El puñal que descendía se detuvo al oír lo que decía, y él, al sentir que yo aflojaba, se zafó y desenvainó su espada, mientras el alboroto en la casa, y el vuelo de las antorchas de una habitación a otra, indicaban que pronto nos separaríamos… y yo… ¡oh! mucho mejor morir, así que no me importaba que él no sobreviviera. En medio de mi frenesí había mucho cálculo: si yo caía, y él no sobrevivía, no me importaba el golpe mortal que pudiera darme a mí mismo. Mientras todavía él pensaba que me detenía, y mientras veía la vil resolución de aprovecharse de mi vacilación, en la repentina estocada que me dio, me arrojé sobre su espada, y en el mismo momento le clavé mi daga en el costado, con puntería verdaderamente desesperada. Caímos juntos, rodando el uno sobre el otro, y la marea de sangre que manaba de la herida abierta de cada uno se mezcló sobre la hierba. Más no sé: me desmayé.
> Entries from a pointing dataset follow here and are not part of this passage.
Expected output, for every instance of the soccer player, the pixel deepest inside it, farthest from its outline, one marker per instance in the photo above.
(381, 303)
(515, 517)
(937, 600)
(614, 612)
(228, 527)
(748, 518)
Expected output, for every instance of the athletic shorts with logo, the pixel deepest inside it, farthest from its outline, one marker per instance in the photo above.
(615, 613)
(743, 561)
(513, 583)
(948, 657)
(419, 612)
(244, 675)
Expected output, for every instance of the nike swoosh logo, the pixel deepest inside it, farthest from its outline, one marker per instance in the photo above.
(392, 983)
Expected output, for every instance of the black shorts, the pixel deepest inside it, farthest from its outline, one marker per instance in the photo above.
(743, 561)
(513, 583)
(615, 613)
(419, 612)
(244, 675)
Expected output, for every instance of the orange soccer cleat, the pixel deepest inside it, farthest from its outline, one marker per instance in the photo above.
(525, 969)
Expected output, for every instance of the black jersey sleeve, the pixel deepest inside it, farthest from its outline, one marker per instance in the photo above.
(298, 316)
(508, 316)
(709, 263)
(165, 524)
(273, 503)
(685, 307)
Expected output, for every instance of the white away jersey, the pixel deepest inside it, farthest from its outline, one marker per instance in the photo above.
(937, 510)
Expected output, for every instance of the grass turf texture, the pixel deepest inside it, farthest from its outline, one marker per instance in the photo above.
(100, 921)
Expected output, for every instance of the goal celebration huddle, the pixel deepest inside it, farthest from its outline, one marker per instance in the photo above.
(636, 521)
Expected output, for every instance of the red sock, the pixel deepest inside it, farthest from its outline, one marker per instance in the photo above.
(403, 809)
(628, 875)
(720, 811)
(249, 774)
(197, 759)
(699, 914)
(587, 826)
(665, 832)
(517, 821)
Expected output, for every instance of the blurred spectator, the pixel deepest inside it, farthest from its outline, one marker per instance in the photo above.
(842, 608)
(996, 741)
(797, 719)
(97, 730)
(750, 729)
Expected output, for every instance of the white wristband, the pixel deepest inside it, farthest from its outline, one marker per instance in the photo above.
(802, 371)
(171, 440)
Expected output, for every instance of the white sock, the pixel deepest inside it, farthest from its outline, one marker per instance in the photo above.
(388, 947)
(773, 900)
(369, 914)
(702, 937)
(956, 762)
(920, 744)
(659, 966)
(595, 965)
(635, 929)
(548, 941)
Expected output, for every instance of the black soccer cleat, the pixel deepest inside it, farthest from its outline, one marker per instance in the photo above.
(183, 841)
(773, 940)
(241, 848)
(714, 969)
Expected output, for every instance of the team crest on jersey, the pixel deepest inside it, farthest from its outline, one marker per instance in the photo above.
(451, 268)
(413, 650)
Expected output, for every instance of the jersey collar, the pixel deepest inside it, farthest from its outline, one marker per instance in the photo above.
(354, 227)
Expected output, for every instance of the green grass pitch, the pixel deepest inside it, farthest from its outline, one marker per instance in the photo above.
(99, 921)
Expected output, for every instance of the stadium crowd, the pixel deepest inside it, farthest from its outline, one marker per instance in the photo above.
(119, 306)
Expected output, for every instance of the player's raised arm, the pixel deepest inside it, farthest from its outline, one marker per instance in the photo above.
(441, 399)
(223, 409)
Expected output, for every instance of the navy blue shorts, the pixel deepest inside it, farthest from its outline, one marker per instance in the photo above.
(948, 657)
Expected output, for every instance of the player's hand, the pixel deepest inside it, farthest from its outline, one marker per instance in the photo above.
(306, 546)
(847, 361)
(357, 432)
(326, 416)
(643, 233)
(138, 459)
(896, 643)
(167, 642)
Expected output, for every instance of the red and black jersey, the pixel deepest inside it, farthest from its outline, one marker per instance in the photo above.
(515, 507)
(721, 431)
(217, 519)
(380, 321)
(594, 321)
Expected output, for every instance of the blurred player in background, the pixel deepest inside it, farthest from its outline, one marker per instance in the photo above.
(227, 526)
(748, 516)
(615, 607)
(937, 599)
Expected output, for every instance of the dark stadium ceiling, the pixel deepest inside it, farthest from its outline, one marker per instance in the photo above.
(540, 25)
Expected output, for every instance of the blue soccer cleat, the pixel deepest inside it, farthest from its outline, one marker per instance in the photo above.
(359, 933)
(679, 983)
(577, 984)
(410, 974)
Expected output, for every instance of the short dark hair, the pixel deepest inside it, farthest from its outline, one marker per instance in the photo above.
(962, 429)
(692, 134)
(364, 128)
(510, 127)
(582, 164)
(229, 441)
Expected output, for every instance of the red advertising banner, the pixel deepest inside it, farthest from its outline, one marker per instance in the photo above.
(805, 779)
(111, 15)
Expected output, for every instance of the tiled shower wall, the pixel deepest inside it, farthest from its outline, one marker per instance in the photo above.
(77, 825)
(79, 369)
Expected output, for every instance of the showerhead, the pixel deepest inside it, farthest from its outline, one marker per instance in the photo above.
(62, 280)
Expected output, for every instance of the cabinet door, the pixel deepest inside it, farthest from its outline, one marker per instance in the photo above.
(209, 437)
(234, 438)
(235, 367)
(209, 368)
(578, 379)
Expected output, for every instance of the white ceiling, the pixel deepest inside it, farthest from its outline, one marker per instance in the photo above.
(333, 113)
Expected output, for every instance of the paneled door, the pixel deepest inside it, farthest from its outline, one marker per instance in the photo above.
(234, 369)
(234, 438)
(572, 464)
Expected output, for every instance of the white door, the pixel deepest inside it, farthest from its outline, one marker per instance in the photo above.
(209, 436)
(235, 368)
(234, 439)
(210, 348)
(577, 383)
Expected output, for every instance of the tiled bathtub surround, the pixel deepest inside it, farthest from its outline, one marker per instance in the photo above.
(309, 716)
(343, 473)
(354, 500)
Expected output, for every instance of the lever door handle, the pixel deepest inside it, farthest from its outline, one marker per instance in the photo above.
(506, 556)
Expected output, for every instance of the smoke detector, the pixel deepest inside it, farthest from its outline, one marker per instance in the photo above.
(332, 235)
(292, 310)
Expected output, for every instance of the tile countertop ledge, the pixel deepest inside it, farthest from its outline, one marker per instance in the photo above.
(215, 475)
De nuevo volví a la vida. Débil casi hasta la muerte, me encontré tendido sobre una cama; Julieta estaba arrodillada junto a ella. ¡Qué extraño! Mi primera petición fue un espejo. Estaba tan pálido y espantoso, que mi pobre muchacha vaciló, según me contó después; pero, ¡por Dios! me consideré un joven muy apuesto cuando vi el querido reflejo de mis conocidas facciones. Lo confieso, es una debilidad, pero admito que siento un afecto considerable por el semblante y los miembros que contemplo cada vez que me miro a un espejo; tengo más espejos en mi casa y los consulto más a menudo que cualquier belleza de Venecia. Antes de que me condenéis demasiado, permitidme que os diga que nadie conoce mejor que yo el valor de su propio cuerpo; a nadie, probablemente, excepto a mí mismo, se lo han robado jamás.

Incoherentemente hablé al principio del enano y de sus crímenes, y reproché a Julieta que admitiera su amor con demasiada facilidad. Creyó que yo deliraba, y bien podía pensarlo, y, como quiera que fuese, tardé algún tiempo en convencerme de que el Guido cuya penitencia la había ganado para mí era yo mismo; y mientras maldecía amargamente al monstruoso enano, y bendecía el golpe bien dirigido que le había privado de la vida, me contuve de repente cuando la oí decir: ¡Amén! sabiendo que aquel a quien injuriaba era yo mismo. Un instante de reflexión me impuso el silencio; un poco de práctica me permitió hablar de aquella noche espantosa sin cometer excesivas torpezas. La herida que me había infligido no fue ninguna broma; tardé mucho en recobrarme, y mientras el benévolo y generoso Torella se sentaba a mi lado y me hablaba con tanta sabiduría como para que los amigos se arrepintieran, y mi querida Julieta revoloteaba cerca de mí, atendiendo mis necesidades y alegrándome con sus sonrisas, la obra de mi curación corporal y mi renovación espiritual prosiguieron juntas. Nunca he recuperado del todo mis fuerzas, mis mejillas están más pálidas y mi cuerpo un poco encorvado. Julieta a veces se atreve a aludir amargamente a la malicia que causó este cambio, pero yo la beso en el momento, y le digo que todo es para bien. Soy un marido cariñoso y fiel — es verdad—, pero a no ser por aquella herida, nunca la habría llamado mía.

No volví a la orilla del mar, ni busqué el tesoro del demonio; sin embargo, mientras reflexiono sobre el pasado, a menudo pienso, y mi confesor no tardó en favorecer la idea, que podría ser un espíritu bueno y no malo, enviado por mi ángel de la guarda, para mostrarme la locura y la miseria del orgullo. Tan bien aprendí esta lección —enseñada tan brutalmente—, que ahora todos mis amigos y conciudadanos me conocen con el nombre de Guido el Cortés.